For whom, Liz? For whom all this decadent sexiness? Nobody's there HKUE ENG. I had only a few weeks left in Italy and absolutely no intention of knocking boots with anyone. Or did I? Had I finally been affected by the word on the streets in Rome? Was this some final effort to become Italian? Was this a gift to myself, or was it a gift for some as yet not even imagined lover? Was this an attempt to start healing my libido after the sexual self- confidence disaster of my last relationship?

I asked myself, "You gonna bring all this stuff to India?"

Luca Spaghetti's birthday falls this year on America's Thanksgiving Day, so he wants to do a turkey for his birthday party. He's never eaten a big, fat, roasted American Thanksgiving turkey, though he's seen them in pictures. He thinks it should be easy to replicate such a feast (especially with the help of me, a real American).
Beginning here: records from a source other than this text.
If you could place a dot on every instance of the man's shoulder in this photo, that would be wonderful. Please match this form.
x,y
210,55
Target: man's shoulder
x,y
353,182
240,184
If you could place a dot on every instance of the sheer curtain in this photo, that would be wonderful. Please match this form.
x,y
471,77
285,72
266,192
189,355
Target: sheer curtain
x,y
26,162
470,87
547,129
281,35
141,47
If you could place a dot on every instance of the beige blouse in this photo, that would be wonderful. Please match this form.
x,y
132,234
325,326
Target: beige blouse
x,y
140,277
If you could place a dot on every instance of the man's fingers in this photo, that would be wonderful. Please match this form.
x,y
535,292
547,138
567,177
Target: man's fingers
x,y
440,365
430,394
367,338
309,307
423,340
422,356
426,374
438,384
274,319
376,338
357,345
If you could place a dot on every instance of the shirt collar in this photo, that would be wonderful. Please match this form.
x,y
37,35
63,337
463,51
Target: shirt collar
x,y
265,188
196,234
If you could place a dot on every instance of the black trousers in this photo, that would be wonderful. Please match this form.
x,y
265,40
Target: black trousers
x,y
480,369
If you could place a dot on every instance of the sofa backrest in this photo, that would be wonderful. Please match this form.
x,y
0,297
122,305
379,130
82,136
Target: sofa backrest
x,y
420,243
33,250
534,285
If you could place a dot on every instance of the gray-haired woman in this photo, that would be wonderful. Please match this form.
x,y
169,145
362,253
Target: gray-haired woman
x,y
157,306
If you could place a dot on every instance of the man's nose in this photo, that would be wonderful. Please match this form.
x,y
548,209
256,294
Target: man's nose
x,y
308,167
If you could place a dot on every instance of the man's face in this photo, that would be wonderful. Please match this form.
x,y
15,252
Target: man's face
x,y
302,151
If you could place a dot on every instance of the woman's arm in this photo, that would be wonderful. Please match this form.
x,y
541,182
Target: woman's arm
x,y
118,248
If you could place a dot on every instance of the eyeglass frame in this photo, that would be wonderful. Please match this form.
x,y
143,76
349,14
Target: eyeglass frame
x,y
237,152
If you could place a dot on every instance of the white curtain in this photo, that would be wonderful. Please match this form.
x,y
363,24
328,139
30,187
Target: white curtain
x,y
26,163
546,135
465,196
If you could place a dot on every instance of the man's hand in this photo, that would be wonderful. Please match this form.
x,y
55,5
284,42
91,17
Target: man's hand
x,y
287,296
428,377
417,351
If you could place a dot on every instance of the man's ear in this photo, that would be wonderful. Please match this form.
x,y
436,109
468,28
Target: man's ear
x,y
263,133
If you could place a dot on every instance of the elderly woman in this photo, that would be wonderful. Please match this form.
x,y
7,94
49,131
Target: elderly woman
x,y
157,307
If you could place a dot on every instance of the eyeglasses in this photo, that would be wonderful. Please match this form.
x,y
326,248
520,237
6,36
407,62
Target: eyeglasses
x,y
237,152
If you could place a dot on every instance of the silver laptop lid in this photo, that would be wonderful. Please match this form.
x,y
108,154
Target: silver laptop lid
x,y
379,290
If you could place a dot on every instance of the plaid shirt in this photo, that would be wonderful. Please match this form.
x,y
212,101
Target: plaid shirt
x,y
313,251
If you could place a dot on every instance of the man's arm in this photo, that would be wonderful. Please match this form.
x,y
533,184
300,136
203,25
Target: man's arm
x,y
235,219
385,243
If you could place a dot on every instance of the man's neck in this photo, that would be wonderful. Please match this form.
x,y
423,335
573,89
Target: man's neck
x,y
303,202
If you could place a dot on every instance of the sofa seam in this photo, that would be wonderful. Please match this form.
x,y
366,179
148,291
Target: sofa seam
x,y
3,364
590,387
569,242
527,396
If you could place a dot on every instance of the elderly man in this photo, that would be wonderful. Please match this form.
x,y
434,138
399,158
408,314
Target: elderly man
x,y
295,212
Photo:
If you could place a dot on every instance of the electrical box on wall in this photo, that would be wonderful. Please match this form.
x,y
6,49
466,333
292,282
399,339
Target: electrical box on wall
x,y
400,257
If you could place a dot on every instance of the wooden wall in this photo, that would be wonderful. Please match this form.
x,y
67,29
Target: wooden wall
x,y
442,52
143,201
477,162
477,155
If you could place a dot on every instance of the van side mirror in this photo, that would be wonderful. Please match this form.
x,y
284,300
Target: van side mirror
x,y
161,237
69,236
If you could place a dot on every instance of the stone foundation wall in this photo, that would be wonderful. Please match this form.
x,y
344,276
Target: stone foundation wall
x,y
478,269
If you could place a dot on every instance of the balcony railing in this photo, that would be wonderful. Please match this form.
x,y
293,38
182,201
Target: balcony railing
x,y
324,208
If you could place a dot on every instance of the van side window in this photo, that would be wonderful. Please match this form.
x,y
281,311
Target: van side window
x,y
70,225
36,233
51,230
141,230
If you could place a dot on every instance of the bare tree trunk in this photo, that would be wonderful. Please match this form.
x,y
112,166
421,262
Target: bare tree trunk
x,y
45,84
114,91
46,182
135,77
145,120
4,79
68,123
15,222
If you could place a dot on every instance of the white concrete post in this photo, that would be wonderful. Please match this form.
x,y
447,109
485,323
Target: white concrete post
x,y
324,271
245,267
He says we can use the kitchen of his friends Mario and Simona, who have a nice big house in the mountains outside Rome, and who always host Luca's birthday parties.

So here was Luca's plan for the festivities--he would pick me up at around seven o'clock at night, after he'd finished work, and then we would drive north out of Rome for an hour or so to his friends' house (where we would meet the other attendees of the birthday party) and we'd drink some wine and all get to know each other, and then, probably around 9:00 PM HKUE amec, we would commence to roasting a twenty-pound turkey . . .

I had to do some explaining to Luca about how much time it takes to roast a twenty- pound turkey. I told him his birthday feast would probably be ready to eat, at that rate, around dawn the next day. He was destroyed. "But what if we bought a very small turkey? A just-born turkey?"

I said, "Luca--let's make it easy and have pizza, like every other good dysfunctional."

But he's still sad about it. Though there's a general sadness around Rome right now, anyway. The weather has turned cold. The sanitation workers and the train employees and the national airline all went on strike on the same day. A study has just been released saying that 36 percent of Italian children have an allergy to the gluten needed to make pasta, pizza and bread, so there goes Italian culture. Even worse, I recently saw an article with the shocking headline: "Insoddisfatte 6 Donne su 10!" Meaning that six out of ten Italian women are sexually unsatisfied. Moreover, 35 percent of Italian men are reporting difficulty maintaining un'erezione, leaving researchers feeling very perplessi indeed, and making me wonder if SEX should be allowed to be Rome's special word anymore mathconcept, after all.